La obra se despliega como un territorio háptico y sonoro en el que el visitante no es mero espectador, sino co-creador. Al tocarse cada escultura se activan sonidos de agua, cantos de ballenas y vibraciones de cuencos, que se entrelazan con la música ambiente compuesta por el propio Arbiza a partir de sus respiraciones y latidos del corazón. Estos elementos conforman atmósferas que no irrumpen como espectáculo, sino que se ofrecen como resonancias vitales, íntimas y contenidas. Cada gesto individual –un roce, una presión, una caricia– abre un portal hacia otras dimensiones.
Arbiza introduce la noción de energía como un eje central de su proceso creativo. En sus palabras, la energía se manifiesta como vibración, como un pulso que atraviesa la materia y alcanza al espectador en forma de resonancia íntima. En este cruce entre lo visible y lo intangible, la obra adquiere una dimensión que excede la pura materialidad, invitando a experimentar la escultura no solo como objeto, sino como presencia que se expande en el espacio.
En este marco, cobran sentido citas como la de Jacobo Grinberg-Zylberbaum: “El universo es una matriz vibratoria donde todo está interconectado; cada pensamiento, cada emoción, produce resonancia en el campo total.” O también: “La red de la conciencia no es individual: cada experiencia personal es un nodo que participa de una gran trama colectiva.” Estas ideas, que dialogan con el pensamiento del artista, amplían el horizonte de interpretación y suman capas a la experiencia.
El carácter participativo se amplía con la escritura: cada persona deja una palabra nacida de su experiencia, proyectada en una nube cambiante que conforma una constelación colectiva. En este entrelazamiento, lo personal se transforma en coralidad, y la suma de voces revela un archipiélago sensible en permanente mutación.
Más que una obra para ser contemplada, El Juego de la Vida se constituye como experiencia.
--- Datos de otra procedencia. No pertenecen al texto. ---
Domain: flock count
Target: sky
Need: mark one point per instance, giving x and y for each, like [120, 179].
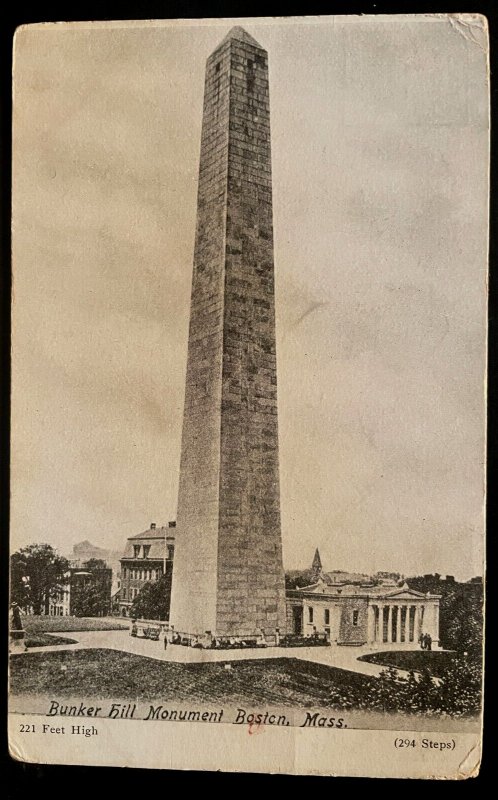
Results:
[380, 179]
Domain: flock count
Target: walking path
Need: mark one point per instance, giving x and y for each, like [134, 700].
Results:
[333, 656]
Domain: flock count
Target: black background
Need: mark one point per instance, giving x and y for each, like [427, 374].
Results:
[25, 780]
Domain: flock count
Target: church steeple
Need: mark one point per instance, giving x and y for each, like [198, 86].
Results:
[316, 566]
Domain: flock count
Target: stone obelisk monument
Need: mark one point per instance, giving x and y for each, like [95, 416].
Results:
[228, 576]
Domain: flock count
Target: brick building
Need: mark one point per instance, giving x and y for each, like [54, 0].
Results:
[147, 557]
[71, 597]
[354, 609]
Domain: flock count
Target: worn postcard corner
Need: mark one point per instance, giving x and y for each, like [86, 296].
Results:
[248, 394]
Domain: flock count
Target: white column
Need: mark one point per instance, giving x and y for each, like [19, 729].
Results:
[397, 612]
[370, 624]
[390, 623]
[436, 622]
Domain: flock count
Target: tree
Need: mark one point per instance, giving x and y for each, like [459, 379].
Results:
[89, 600]
[91, 589]
[37, 573]
[152, 602]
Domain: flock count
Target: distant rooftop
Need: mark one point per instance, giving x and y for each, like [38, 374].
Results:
[156, 533]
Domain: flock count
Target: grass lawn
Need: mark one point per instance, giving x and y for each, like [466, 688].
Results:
[436, 662]
[40, 624]
[42, 639]
[99, 673]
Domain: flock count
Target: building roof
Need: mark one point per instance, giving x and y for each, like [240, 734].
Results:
[322, 589]
[339, 576]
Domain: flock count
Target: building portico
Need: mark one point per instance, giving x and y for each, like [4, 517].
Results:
[378, 615]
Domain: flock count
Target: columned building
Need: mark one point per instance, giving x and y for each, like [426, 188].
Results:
[377, 615]
[147, 557]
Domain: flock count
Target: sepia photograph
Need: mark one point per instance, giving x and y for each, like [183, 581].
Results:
[249, 299]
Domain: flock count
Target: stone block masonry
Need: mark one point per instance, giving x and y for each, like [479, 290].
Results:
[228, 574]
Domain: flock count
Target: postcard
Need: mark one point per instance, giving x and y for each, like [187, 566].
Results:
[249, 306]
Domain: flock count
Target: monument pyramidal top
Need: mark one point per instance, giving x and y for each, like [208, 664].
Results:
[241, 35]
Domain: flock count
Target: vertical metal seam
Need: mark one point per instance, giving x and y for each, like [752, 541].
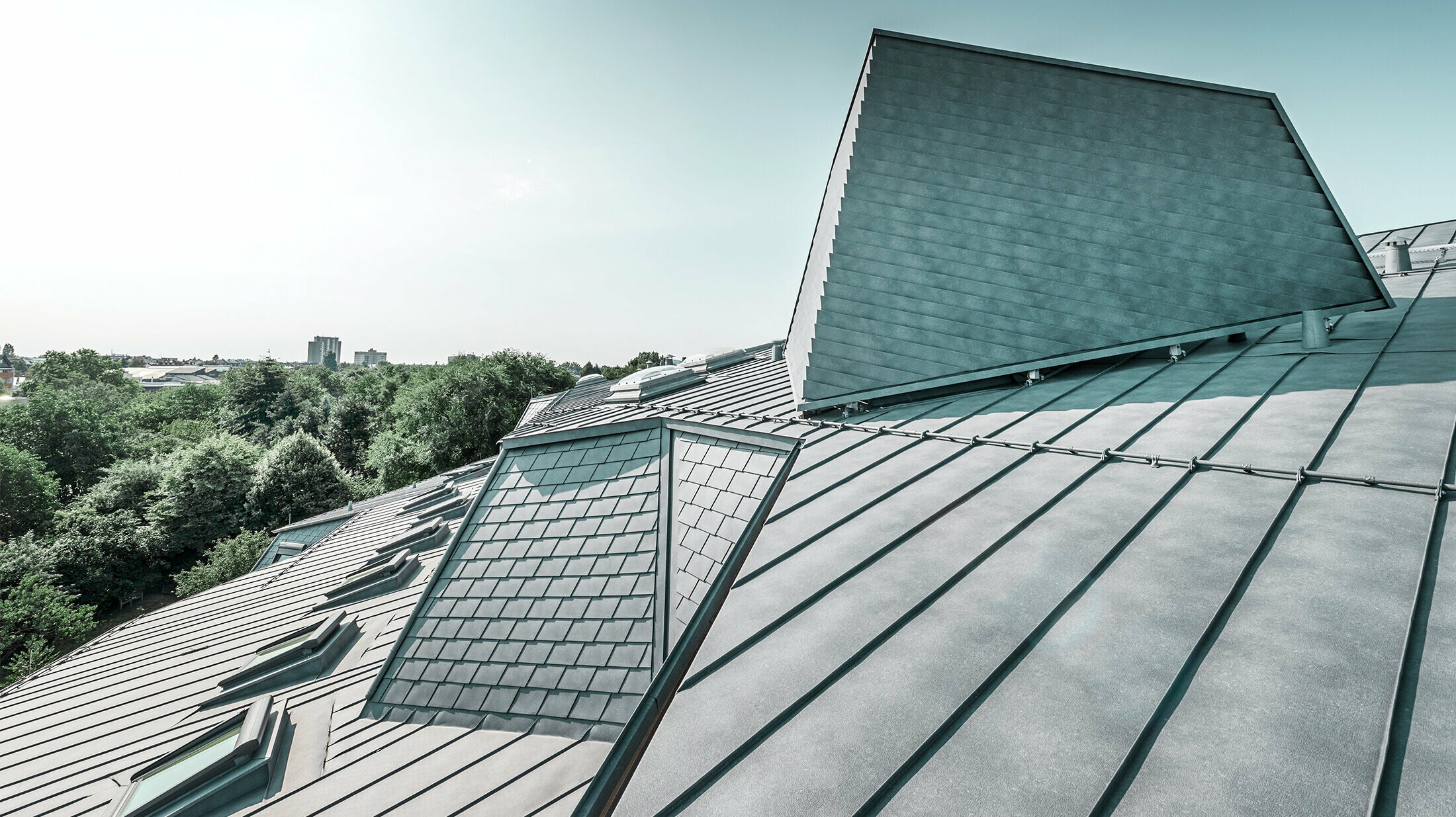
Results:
[1173, 697]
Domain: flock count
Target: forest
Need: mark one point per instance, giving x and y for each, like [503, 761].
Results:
[113, 494]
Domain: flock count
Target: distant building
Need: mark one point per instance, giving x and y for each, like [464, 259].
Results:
[319, 347]
[159, 378]
[372, 357]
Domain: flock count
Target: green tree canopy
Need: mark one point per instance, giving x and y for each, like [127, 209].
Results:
[35, 609]
[28, 493]
[104, 558]
[64, 370]
[350, 430]
[250, 394]
[224, 561]
[205, 494]
[77, 430]
[297, 478]
[126, 486]
[459, 413]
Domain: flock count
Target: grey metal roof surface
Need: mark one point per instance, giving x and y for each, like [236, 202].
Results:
[936, 617]
[934, 625]
[989, 212]
[1430, 245]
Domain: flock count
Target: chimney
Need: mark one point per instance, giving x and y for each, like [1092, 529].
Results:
[1396, 257]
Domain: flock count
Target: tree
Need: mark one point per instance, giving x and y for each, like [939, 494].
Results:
[224, 561]
[126, 486]
[104, 558]
[300, 407]
[64, 370]
[205, 494]
[459, 413]
[28, 490]
[248, 396]
[398, 460]
[35, 608]
[350, 430]
[297, 478]
[77, 430]
[643, 360]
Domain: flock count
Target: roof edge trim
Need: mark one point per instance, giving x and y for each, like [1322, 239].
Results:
[907, 389]
[1075, 64]
[1334, 204]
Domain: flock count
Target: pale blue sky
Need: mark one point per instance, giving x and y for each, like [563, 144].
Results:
[581, 179]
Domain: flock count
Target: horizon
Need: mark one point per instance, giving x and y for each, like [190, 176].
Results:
[561, 178]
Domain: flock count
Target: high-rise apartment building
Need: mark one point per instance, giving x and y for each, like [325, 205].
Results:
[319, 347]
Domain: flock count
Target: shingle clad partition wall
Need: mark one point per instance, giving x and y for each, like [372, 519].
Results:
[992, 213]
[549, 613]
[718, 486]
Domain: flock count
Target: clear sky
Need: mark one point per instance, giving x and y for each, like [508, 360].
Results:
[581, 179]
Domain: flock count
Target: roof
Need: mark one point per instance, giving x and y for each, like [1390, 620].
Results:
[1140, 584]
[935, 612]
[991, 213]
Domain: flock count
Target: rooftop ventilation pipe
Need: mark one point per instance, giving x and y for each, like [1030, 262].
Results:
[1396, 257]
[1316, 333]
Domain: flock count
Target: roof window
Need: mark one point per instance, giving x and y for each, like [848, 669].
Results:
[715, 359]
[222, 763]
[426, 500]
[423, 537]
[650, 384]
[290, 648]
[375, 579]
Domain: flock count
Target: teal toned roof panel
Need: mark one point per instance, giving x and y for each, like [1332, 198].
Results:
[992, 213]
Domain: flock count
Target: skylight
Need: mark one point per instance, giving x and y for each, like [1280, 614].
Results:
[296, 656]
[715, 359]
[178, 771]
[228, 761]
[373, 579]
[653, 384]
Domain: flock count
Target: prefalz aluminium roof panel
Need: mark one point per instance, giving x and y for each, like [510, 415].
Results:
[991, 213]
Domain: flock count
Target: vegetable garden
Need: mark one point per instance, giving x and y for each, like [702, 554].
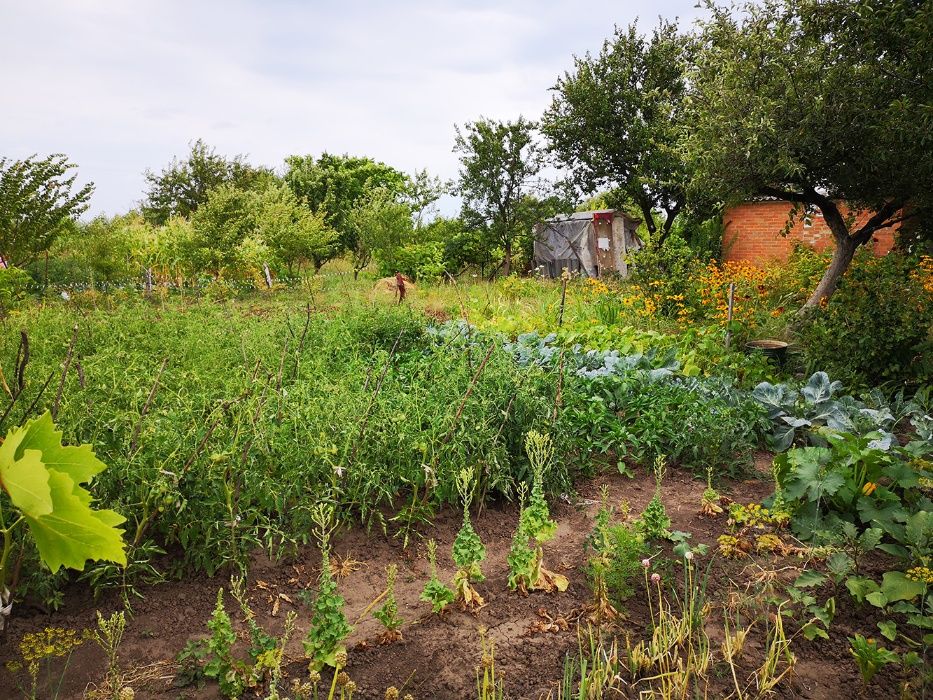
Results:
[314, 493]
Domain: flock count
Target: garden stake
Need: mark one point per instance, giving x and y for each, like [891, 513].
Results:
[145, 408]
[61, 383]
[729, 314]
[372, 399]
[563, 299]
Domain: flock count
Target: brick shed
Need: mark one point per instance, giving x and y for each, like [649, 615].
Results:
[752, 232]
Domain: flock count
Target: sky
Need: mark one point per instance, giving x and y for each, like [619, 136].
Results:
[124, 85]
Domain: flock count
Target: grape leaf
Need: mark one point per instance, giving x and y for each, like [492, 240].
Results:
[73, 533]
[78, 462]
[43, 478]
[26, 480]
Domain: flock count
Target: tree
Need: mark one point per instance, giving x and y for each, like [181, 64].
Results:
[37, 203]
[422, 193]
[617, 121]
[333, 185]
[220, 225]
[243, 229]
[380, 225]
[183, 185]
[294, 233]
[500, 163]
[818, 102]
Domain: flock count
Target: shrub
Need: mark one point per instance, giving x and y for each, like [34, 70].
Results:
[876, 327]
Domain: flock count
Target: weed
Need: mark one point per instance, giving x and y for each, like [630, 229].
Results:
[435, 592]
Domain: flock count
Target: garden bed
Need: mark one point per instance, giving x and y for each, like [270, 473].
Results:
[438, 655]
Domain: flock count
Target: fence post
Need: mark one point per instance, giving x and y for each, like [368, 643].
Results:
[729, 315]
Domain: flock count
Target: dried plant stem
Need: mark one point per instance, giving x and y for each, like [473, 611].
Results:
[145, 408]
[61, 384]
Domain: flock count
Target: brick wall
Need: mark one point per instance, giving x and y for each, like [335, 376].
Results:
[752, 232]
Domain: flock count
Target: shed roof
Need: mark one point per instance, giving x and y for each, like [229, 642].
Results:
[588, 215]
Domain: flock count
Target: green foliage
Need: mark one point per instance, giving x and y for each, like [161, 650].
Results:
[635, 150]
[856, 134]
[380, 225]
[329, 627]
[14, 285]
[333, 186]
[654, 523]
[876, 327]
[468, 551]
[500, 164]
[220, 664]
[42, 480]
[435, 592]
[184, 185]
[862, 480]
[616, 558]
[38, 201]
[666, 269]
[869, 656]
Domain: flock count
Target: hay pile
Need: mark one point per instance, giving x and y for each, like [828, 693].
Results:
[386, 289]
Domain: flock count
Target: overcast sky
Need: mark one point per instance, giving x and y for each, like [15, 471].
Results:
[124, 85]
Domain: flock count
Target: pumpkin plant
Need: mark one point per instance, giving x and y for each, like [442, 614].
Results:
[42, 482]
[468, 550]
[535, 526]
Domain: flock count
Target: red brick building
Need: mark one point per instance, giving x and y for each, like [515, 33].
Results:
[752, 232]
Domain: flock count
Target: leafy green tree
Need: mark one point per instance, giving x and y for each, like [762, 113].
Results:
[500, 165]
[332, 185]
[618, 121]
[293, 232]
[818, 102]
[220, 225]
[421, 195]
[38, 201]
[105, 249]
[380, 226]
[183, 186]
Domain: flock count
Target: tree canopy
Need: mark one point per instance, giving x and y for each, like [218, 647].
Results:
[819, 103]
[38, 201]
[617, 120]
[500, 168]
[333, 184]
[183, 185]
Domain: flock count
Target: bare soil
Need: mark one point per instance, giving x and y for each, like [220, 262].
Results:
[438, 655]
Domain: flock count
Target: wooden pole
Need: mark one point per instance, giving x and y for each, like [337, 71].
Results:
[563, 299]
[729, 315]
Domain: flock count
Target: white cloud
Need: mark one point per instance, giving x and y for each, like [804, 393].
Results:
[123, 86]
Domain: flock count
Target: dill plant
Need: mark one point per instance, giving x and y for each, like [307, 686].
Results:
[388, 613]
[435, 591]
[654, 523]
[535, 526]
[468, 551]
[329, 627]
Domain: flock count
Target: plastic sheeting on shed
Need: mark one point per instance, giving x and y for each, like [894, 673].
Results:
[565, 244]
[577, 244]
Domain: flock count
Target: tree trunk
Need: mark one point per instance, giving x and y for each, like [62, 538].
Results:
[842, 256]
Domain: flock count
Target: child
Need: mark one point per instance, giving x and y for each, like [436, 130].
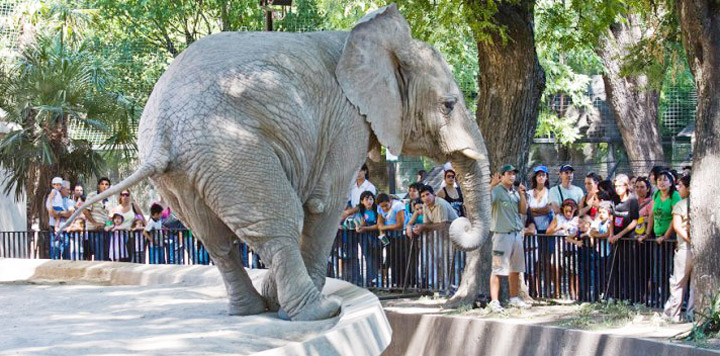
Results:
[367, 213]
[153, 229]
[136, 243]
[117, 243]
[567, 222]
[416, 218]
[602, 228]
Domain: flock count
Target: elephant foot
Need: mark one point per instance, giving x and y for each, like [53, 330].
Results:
[249, 306]
[269, 292]
[324, 308]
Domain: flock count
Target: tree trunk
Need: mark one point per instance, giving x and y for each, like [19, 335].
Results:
[632, 101]
[510, 84]
[700, 26]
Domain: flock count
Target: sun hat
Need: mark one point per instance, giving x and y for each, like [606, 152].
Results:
[541, 169]
[508, 168]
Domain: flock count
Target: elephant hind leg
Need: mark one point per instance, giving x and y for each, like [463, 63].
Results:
[217, 239]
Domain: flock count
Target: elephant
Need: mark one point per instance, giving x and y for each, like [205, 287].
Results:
[258, 136]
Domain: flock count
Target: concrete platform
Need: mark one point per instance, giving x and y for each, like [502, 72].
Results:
[426, 329]
[100, 308]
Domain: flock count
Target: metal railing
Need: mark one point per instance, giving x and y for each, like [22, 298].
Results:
[627, 270]
[555, 268]
[426, 263]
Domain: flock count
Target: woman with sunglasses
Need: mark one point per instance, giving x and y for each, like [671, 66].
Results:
[98, 214]
[664, 199]
[642, 192]
[130, 213]
[683, 260]
[451, 193]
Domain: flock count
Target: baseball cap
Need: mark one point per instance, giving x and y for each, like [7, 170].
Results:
[508, 168]
[541, 169]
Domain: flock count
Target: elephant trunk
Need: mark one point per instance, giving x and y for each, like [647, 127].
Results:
[473, 175]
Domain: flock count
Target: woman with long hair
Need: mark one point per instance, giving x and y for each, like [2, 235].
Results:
[539, 203]
[367, 221]
[683, 260]
[663, 201]
[644, 197]
[451, 193]
[588, 204]
[606, 192]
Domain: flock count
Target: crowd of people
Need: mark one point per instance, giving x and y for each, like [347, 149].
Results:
[127, 231]
[652, 208]
[594, 219]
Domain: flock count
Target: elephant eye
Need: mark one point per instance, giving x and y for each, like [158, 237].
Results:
[448, 105]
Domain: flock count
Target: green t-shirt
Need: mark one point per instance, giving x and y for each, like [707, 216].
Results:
[662, 212]
[505, 215]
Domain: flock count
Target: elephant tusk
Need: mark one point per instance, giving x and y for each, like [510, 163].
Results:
[472, 154]
[315, 206]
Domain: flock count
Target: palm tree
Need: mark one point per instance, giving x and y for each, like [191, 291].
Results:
[48, 88]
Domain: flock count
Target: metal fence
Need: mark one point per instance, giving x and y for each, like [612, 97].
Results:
[627, 270]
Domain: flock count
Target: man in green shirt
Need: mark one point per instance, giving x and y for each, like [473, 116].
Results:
[506, 226]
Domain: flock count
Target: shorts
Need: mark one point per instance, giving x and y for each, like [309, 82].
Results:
[508, 254]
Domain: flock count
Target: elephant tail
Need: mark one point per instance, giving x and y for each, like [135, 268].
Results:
[145, 171]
Es un jardín de sonidos, texturas y silencios en el que los sentidos se convocan simultáneamente: la piel explora, el oído se abre a matices casi imperceptibles, el olfato despierta memorias, la mirada interior se afina. Esta transversalidad de percepciones compone una improvisación viva, cercana al jazz libre, donde la belleza surge de la interacción entre visitantes, materiales y atmósferas.
Lejos de la grandilocuencia, la obra apuesta por la poética de lo menor. En tiempos marcados por saturaciones y excesos, su fuerza radica en la delicadeza de lo íntimo, en la intensidad de lo que apenas se insinúa. Aquí, lo frágil se revela como transformador; lo efímero, como portador de sentido.
En este contexto, la obra aparece como un oasis dentro del ruido, un lugar donde el tiempo se dilata y el presente adquiere densidad. Un territorio que no se agota en la contemplación visual, sino que se expande hacia una experiencia multisensorial, abierta, inacabada. En definitiva, El Juego de la Vida propone un ejercicio de atención y comunidad: un tejido de sonidos, palabras y silencios que nos invita a habitar juntos la intensidad de lo sutil, abriendo un paréntesis frente al ruido del presente.